Wut, Hass, Sorge, Verwirrung, den Schock in seinen Augen.
Denn sie kannte seinen Namen.
»Wie kommt es, dass ich von keinem Clan in North Carolina weiß?«
Alecs Augen verengten sich zu Schlitzen, sein Kiefer zitterte, seine Hand blieb ruhig.
»Woher wissen Sie meinen Namen?«
Seine Stimme war kaum mehr als ein gefährliches, leises Flüstern. Die Frau lachte.
»Ach, weißt du Schätzchen«, begann sie und trat dann plötzlich einen Schritt vor, Alec sah sie warnend an, hob den Bogen höher, spannte ihn weiter, mein Atem stockte, ich wusste nicht, was ich tun sollte.
»Keinen Schritt näher!«, knurrte er, die Frau lachte, blieb allerdings stehen.
»Fährt der kleine Junge seine Krallen aus?«, höhnte sie, Alec sah die Frau mit kalter Berechnung an, schien äußerlich vollkommen ungerührt von ihren Worten.
»Woher kennen Sie meinen Namen?«, knurrte er einfach wieder, eindringlicher diesmal, das überlegene Lächeln verschwand nicht von den Lippen der Frau, doch Alec ließ sich auch nicht davon beirren.
Auch wenn er wusste, auch wenn die Frau wusste, dass sie uns klar überlegen war, wir waren mehr als nur in der Unterzahl.
Unsere einzige Chance schien die Flucht. Und der Silberstrick legte sich immer noch nur allzu klar um meinen Hals.
»Es spricht sich eben herum, wenn der Sohn des Ducs vom Clan in Montana, der Sohn von Ileas, dem Mann, der seinen Ami ermordete, sich einfach dazu entschließt, mit einer halbwüchsigen Wölfin abzuhauen«, erklärte sie schließlich mit kalter Berechnug und dann wandt sie den Blick plötzlich zu mir.

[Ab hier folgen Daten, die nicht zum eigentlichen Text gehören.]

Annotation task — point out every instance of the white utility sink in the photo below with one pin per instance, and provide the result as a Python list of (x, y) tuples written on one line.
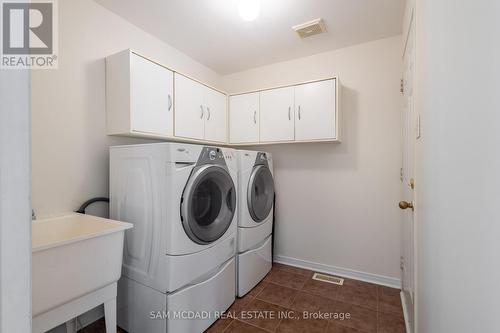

Beinahe unwillkürlich zuckte ich zusammen, ihre tiefschwarzen Augen durchbohrten mich, mein Herz stockte.
Sie wussten es. Sie wussten alles. Alec und ich waren verloren.
»Aruna, so heißt dein kleiner Schatz doch, richtig?«
Ein grausames Grinsen bildete sich in ihrem Gesicht, mein Atem stockte, Alecs Augen verengten sich weiter und weiter, er sagte kein Wort.
Und das gefiel der Frau in Schwarz nicht.
Sie rümpfte die Nase, warf einem der Männer hinter mir einen Blick zu, den ich nicht deuten konnte.
»Oder?«, knurrte sie nun wieder an Alec gewandt und da packte mich plötzlich jemand.
Mit voller Wucht wurde ich hochgerissen, jaulte gepeinigt auf, er packte meinen Nacken, riss meinen Kopf zurück, lachte höhnisch.
Und das war der Moment, in dem alles aus dem Ruder lief.
»Fasst sie nicht an!«, brüllte Alec aufgebracht, die Sehne des Bogens schnellte nach vorne, die Lebensgeister in mir erwachten wieder, ich wandt mich knurrend unter dem Griff und dann schrie der Mann hinter mir plötzlich gequält auf.
Der Pfeil hatte sich tief in seine Hand gebohrt, er ließ mich los, ich krachte zu Boden, ein Schuss löste sich, Bull allerdings war genau so blöd im schießen, wie er aussah, verfehlte Alec, der augenblicklich einen neuen Pfeil spannte, ich sprang auf, die Frau in Schwarz achtete nur auf Alec, zog ihre Dolche, doch dann verlor ich sie aus dem Blickwinkel.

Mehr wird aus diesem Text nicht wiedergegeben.